To help address these needs, researchers at the Agricultural Research Service’s Northern Great Plains Research Laboratory (NGPRL) in Mandan, North Dakota, developed the Cover Crop Chart. It is available on the NGPRL homepage (www.mandan.ars.usda.gov/) and can be downloaded for free.
“Although a lot of information is available on cover crops, it is often organized by individual crops. Unfortunately, this way of looking at cover crops falls short in showing how they could potentially complement each other in mixtures,” says NGPRL soil scientist Mark Liebig.
Patterned after the periodic table of elements, the interactive chart includes information on crop species that may be planted individually or in mixtures and gives specifics on growth cycle, relative water use, plant architecture, forage quality, pollination, and more.
“In developing the chart, we realized that just as chemicals are grouped by the same electron configurations, crops could be categorized by similar attributes—cool season or warm season, grasses or broadleaf, and legumes,” Liebig says.
The chart allows growers to see the broad spectrum of potential options that may work best for them, he adds. It also includes relevant research at NGPRL, particularly on forage quality, water use, and sequencing of individual crops.
“We’re basically repackaging information into a useful visual aid—a first step for customers to learn about cover crops,” Liebig says.
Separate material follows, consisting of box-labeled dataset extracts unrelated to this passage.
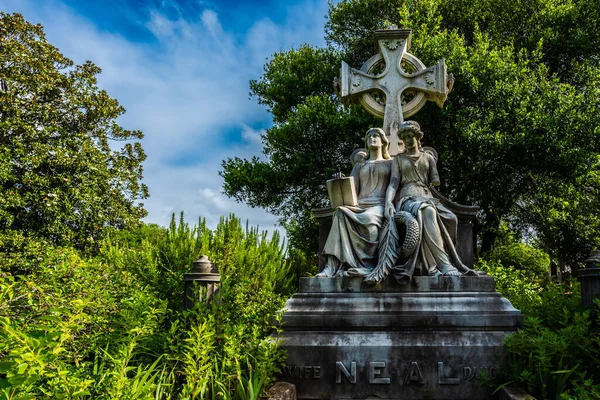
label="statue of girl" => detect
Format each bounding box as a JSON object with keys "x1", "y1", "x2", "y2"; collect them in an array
[
  {"x1": 317, "y1": 128, "x2": 392, "y2": 277},
  {"x1": 365, "y1": 121, "x2": 478, "y2": 284}
]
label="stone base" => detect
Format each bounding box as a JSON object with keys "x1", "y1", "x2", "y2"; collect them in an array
[{"x1": 280, "y1": 277, "x2": 522, "y2": 400}]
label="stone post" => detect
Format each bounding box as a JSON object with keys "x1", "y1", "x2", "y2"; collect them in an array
[
  {"x1": 183, "y1": 255, "x2": 221, "y2": 309},
  {"x1": 578, "y1": 250, "x2": 600, "y2": 307}
]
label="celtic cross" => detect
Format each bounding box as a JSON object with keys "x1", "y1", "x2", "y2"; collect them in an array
[{"x1": 339, "y1": 27, "x2": 454, "y2": 156}]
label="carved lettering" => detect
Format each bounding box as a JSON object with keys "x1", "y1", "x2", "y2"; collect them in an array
[
  {"x1": 404, "y1": 361, "x2": 425, "y2": 385},
  {"x1": 438, "y1": 361, "x2": 460, "y2": 385},
  {"x1": 369, "y1": 361, "x2": 390, "y2": 385},
  {"x1": 281, "y1": 365, "x2": 321, "y2": 379},
  {"x1": 463, "y1": 367, "x2": 498, "y2": 381},
  {"x1": 490, "y1": 367, "x2": 498, "y2": 379},
  {"x1": 335, "y1": 361, "x2": 356, "y2": 383},
  {"x1": 302, "y1": 367, "x2": 312, "y2": 379}
]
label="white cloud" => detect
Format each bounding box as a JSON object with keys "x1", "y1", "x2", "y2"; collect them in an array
[
  {"x1": 0, "y1": 0, "x2": 327, "y2": 238},
  {"x1": 242, "y1": 124, "x2": 267, "y2": 146}
]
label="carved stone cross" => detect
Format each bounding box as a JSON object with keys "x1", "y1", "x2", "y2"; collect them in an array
[{"x1": 339, "y1": 27, "x2": 454, "y2": 156}]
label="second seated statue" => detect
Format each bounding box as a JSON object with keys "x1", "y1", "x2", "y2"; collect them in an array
[{"x1": 365, "y1": 121, "x2": 479, "y2": 284}]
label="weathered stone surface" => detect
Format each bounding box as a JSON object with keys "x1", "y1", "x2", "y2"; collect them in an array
[
  {"x1": 338, "y1": 27, "x2": 454, "y2": 156},
  {"x1": 281, "y1": 277, "x2": 522, "y2": 400},
  {"x1": 498, "y1": 386, "x2": 535, "y2": 400},
  {"x1": 265, "y1": 382, "x2": 296, "y2": 400},
  {"x1": 299, "y1": 276, "x2": 494, "y2": 293}
]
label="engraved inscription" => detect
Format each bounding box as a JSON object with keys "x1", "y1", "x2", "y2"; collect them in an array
[
  {"x1": 369, "y1": 361, "x2": 390, "y2": 385},
  {"x1": 281, "y1": 365, "x2": 321, "y2": 379},
  {"x1": 335, "y1": 361, "x2": 356, "y2": 383},
  {"x1": 438, "y1": 361, "x2": 460, "y2": 385},
  {"x1": 404, "y1": 361, "x2": 425, "y2": 385},
  {"x1": 281, "y1": 361, "x2": 498, "y2": 385},
  {"x1": 463, "y1": 367, "x2": 498, "y2": 381}
]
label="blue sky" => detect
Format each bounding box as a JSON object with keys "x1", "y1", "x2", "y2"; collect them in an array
[{"x1": 0, "y1": 0, "x2": 328, "y2": 234}]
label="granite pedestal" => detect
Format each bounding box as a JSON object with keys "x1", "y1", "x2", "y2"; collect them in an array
[{"x1": 280, "y1": 276, "x2": 523, "y2": 400}]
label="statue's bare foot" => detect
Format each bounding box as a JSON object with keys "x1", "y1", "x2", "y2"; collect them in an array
[
  {"x1": 444, "y1": 269, "x2": 462, "y2": 276},
  {"x1": 465, "y1": 269, "x2": 487, "y2": 276},
  {"x1": 315, "y1": 265, "x2": 335, "y2": 278}
]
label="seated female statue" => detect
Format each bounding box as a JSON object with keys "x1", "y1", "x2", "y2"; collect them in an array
[
  {"x1": 317, "y1": 128, "x2": 392, "y2": 277},
  {"x1": 365, "y1": 121, "x2": 478, "y2": 284}
]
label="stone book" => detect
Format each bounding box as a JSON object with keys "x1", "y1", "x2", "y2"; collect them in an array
[{"x1": 327, "y1": 176, "x2": 358, "y2": 210}]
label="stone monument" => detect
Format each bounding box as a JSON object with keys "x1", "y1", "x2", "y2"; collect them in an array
[{"x1": 281, "y1": 27, "x2": 522, "y2": 400}]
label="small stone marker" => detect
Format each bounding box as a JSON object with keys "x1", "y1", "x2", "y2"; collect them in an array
[
  {"x1": 339, "y1": 26, "x2": 454, "y2": 156},
  {"x1": 577, "y1": 250, "x2": 600, "y2": 306},
  {"x1": 183, "y1": 255, "x2": 221, "y2": 309}
]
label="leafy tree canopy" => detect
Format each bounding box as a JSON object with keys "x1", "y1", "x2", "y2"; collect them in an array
[
  {"x1": 222, "y1": 0, "x2": 600, "y2": 268},
  {"x1": 0, "y1": 13, "x2": 148, "y2": 252}
]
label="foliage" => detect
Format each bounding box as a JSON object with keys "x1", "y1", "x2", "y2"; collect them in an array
[
  {"x1": 222, "y1": 0, "x2": 600, "y2": 264},
  {"x1": 477, "y1": 260, "x2": 600, "y2": 399},
  {"x1": 0, "y1": 13, "x2": 148, "y2": 249},
  {"x1": 506, "y1": 296, "x2": 600, "y2": 399},
  {"x1": 476, "y1": 260, "x2": 542, "y2": 314},
  {"x1": 0, "y1": 216, "x2": 294, "y2": 399},
  {"x1": 485, "y1": 241, "x2": 550, "y2": 282}
]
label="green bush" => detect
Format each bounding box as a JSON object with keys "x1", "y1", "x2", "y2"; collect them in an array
[
  {"x1": 476, "y1": 260, "x2": 542, "y2": 314},
  {"x1": 477, "y1": 260, "x2": 600, "y2": 400},
  {"x1": 0, "y1": 216, "x2": 295, "y2": 399},
  {"x1": 485, "y1": 242, "x2": 550, "y2": 281}
]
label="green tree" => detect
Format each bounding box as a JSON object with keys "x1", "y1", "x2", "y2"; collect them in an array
[
  {"x1": 0, "y1": 13, "x2": 148, "y2": 252},
  {"x1": 222, "y1": 0, "x2": 600, "y2": 263}
]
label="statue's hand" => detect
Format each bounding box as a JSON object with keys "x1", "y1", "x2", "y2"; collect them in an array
[{"x1": 385, "y1": 201, "x2": 396, "y2": 220}]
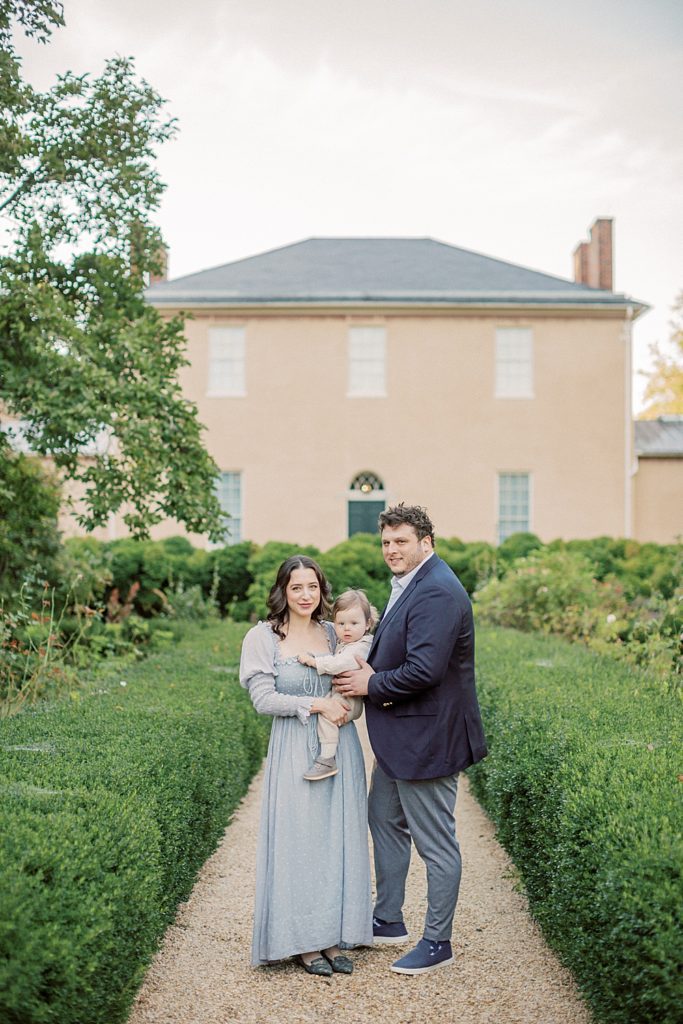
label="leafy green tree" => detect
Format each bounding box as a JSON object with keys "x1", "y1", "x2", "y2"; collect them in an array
[
  {"x1": 0, "y1": 0, "x2": 224, "y2": 541},
  {"x1": 640, "y1": 292, "x2": 683, "y2": 420}
]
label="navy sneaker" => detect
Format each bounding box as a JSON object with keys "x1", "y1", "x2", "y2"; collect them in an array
[
  {"x1": 373, "y1": 918, "x2": 408, "y2": 946},
  {"x1": 391, "y1": 939, "x2": 454, "y2": 974}
]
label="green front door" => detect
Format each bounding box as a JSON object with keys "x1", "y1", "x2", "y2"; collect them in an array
[{"x1": 348, "y1": 501, "x2": 384, "y2": 537}]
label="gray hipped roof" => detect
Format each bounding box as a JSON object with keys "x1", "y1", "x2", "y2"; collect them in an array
[
  {"x1": 146, "y1": 239, "x2": 647, "y2": 315},
  {"x1": 635, "y1": 416, "x2": 683, "y2": 459}
]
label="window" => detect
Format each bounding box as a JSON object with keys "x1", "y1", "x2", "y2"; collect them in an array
[
  {"x1": 496, "y1": 327, "x2": 533, "y2": 398},
  {"x1": 348, "y1": 327, "x2": 386, "y2": 398},
  {"x1": 348, "y1": 469, "x2": 386, "y2": 537},
  {"x1": 216, "y1": 472, "x2": 242, "y2": 545},
  {"x1": 498, "y1": 473, "x2": 530, "y2": 544},
  {"x1": 207, "y1": 327, "x2": 246, "y2": 397}
]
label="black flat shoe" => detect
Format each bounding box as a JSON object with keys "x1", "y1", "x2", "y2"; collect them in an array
[
  {"x1": 299, "y1": 956, "x2": 331, "y2": 978},
  {"x1": 323, "y1": 953, "x2": 353, "y2": 974}
]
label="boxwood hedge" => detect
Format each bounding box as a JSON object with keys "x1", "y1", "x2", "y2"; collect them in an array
[
  {"x1": 470, "y1": 629, "x2": 683, "y2": 1024},
  {"x1": 0, "y1": 624, "x2": 266, "y2": 1024}
]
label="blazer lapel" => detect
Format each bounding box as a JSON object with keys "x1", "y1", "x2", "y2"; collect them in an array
[{"x1": 368, "y1": 555, "x2": 440, "y2": 659}]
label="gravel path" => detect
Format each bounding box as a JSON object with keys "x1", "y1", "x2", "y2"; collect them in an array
[{"x1": 129, "y1": 725, "x2": 592, "y2": 1024}]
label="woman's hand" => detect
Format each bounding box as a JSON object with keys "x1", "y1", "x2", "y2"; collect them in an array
[{"x1": 310, "y1": 697, "x2": 351, "y2": 725}]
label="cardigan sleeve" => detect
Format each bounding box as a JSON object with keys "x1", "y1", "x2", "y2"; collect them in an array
[{"x1": 240, "y1": 623, "x2": 314, "y2": 725}]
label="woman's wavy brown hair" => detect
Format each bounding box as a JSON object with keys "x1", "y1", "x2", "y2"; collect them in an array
[{"x1": 268, "y1": 555, "x2": 332, "y2": 640}]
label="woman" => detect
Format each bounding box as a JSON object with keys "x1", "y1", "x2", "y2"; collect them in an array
[{"x1": 240, "y1": 555, "x2": 373, "y2": 976}]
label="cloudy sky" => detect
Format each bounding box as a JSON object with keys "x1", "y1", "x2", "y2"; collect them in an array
[{"x1": 14, "y1": 0, "x2": 683, "y2": 409}]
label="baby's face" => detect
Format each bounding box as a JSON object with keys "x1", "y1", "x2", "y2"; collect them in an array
[{"x1": 335, "y1": 604, "x2": 368, "y2": 643}]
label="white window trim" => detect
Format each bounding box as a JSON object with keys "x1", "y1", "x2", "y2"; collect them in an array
[
  {"x1": 494, "y1": 469, "x2": 535, "y2": 544},
  {"x1": 494, "y1": 324, "x2": 536, "y2": 401},
  {"x1": 206, "y1": 324, "x2": 247, "y2": 398},
  {"x1": 218, "y1": 469, "x2": 245, "y2": 548},
  {"x1": 346, "y1": 324, "x2": 387, "y2": 398}
]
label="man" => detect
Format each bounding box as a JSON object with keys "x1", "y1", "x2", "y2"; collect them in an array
[{"x1": 337, "y1": 503, "x2": 486, "y2": 974}]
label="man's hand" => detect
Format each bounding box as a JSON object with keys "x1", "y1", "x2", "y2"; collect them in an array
[{"x1": 335, "y1": 656, "x2": 375, "y2": 697}]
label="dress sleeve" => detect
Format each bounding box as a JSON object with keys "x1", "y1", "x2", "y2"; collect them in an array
[{"x1": 240, "y1": 623, "x2": 314, "y2": 725}]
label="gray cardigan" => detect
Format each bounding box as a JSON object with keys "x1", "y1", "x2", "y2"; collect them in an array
[{"x1": 240, "y1": 623, "x2": 337, "y2": 725}]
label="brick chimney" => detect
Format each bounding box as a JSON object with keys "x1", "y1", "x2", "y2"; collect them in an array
[{"x1": 573, "y1": 217, "x2": 612, "y2": 292}]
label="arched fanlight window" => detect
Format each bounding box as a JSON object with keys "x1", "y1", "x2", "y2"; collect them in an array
[{"x1": 349, "y1": 469, "x2": 384, "y2": 495}]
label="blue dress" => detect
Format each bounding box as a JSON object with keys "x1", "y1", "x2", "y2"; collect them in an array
[{"x1": 244, "y1": 624, "x2": 373, "y2": 965}]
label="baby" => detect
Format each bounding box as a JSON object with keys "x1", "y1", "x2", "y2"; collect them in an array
[{"x1": 299, "y1": 590, "x2": 378, "y2": 782}]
In addition to U.S. customers, growers from 37 other countries have already used the chart since its initial release in 2010. Feedback from users highlighted the educational value of the chart and provided suggestions that are included in a 2015 update. The chart now includes 12 more crops for a total of 58 species, provides information on saline-tolerant grasses, and addresses the placement of crop species within a cash-crop rotation.
“Customers also suggested a downloadable application for mobile devices,” Liebig says. “We hope to be able to provide this type of access to the chart in the future.”